Georgia's Largest Hospital System Announces Data Breach

  • By Steven
  • Dec 20, 2022

Emory Healthcare, a part of Emory University, is Georgia's most significant hospital system. Unfortunately for its patients and employees, it has found itself on the ever-growing list of hospitals victimized by data breaches. Hospitals are a perfect target for hackers and, unfortunately, are often easy ones. Many companies and facilities are behind on cybersecurity protocols and safety procedures. However, recent law alterations have changed how companies set up their security systems, forcing them to be more thorough and cyber-safety-oriented.

How Did the Attack Occur?

According to the EHC website, the data breach resulted from an overstepping employee. "The investigation determined that, from December of 2020 to December of 2021, the now-former EHC employee inappropriately accessed at least 1,600 patient records outside the scope of their job responsibilities." Eight individuals were charged with the crime as of November 30th, 2022.

What Information Was Viewed or Stolen?

The accessed information included demographic information, names, birthdays, and social security numbers. "EHC found no indication nor was provided with any information by the DOL and DOJ to suggest that any medical histories, tests and laboratory results, diagnosis and treatment plans, or insurance information were involved," reads the company's notice posted on its website. This is very good for the victims, as the hacker gaining access to their medical data would have been detrimental.

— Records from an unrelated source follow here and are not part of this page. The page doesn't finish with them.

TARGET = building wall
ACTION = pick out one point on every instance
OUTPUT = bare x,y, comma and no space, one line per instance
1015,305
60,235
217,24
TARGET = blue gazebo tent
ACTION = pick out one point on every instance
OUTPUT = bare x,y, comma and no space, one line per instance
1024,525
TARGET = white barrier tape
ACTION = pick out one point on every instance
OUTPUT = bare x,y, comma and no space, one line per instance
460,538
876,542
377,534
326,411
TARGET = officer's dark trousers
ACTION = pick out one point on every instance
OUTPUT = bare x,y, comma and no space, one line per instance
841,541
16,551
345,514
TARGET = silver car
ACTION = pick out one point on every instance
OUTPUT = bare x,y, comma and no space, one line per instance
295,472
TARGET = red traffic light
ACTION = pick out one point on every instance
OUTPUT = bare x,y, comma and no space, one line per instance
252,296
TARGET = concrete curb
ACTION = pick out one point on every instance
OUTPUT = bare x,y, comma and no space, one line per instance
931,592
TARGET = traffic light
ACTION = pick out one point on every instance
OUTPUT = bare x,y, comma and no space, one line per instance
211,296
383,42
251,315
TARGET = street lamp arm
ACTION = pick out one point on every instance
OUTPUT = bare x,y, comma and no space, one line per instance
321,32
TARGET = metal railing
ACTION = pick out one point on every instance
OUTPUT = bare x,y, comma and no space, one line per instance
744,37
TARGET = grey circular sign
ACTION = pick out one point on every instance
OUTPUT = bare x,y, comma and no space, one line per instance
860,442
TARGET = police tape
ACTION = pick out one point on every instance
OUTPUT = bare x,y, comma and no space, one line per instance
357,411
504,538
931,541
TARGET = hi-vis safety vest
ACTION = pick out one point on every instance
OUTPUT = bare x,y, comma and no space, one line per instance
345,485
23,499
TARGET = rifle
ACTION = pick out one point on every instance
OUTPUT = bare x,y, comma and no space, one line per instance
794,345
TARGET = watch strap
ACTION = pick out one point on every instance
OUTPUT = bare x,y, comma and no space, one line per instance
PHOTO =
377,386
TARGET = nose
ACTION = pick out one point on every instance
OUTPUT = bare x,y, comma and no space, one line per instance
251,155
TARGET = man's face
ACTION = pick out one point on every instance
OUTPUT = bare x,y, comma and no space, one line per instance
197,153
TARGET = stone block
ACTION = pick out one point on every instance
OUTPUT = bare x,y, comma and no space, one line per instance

How Did EHC Admit to the Breach?

EHC admitted to the breach with notices sent to victims and state Attorney Generals, and it posted one on the system's website. The notices explained the situation and the steps taken to protect the involved individuals.

What Will Become of the Stolen Information?

Earlier, we mentioned the express danger of a hacker having medical information, but we still need to explain why. When we talk about hackers, medical data is one of the highest bits of information they can sell. There is a large market for dark web insurance, as well as the former employee using it themselves or "gifting" it to friends and colleagues. As for the information the employee accessed, the combination of birthdays, social security numbers, and names can sell for 60 to 80 dollars on the dark web, depending on the victim's credit. These are the only things that many criminals need for a new identity; think Age of Adeline. She spent the beginning of the movie switching between identities, buying others' names, SSNs, and birthdays.

What Should Affected Parties Do in the Aftermath of the Breach?

In our business, we often see people who do not know the ways of cybersecurity – and that's okay. It's not something that most people take the time to learn about because of the common conception of "it won't happen to me," when in reality, it has happened to almost everyone. Even if you weren't affected by this breach, you should look into device and credit monitoring and check your credit report as often as possible, to ensure you're taking all the steps you can.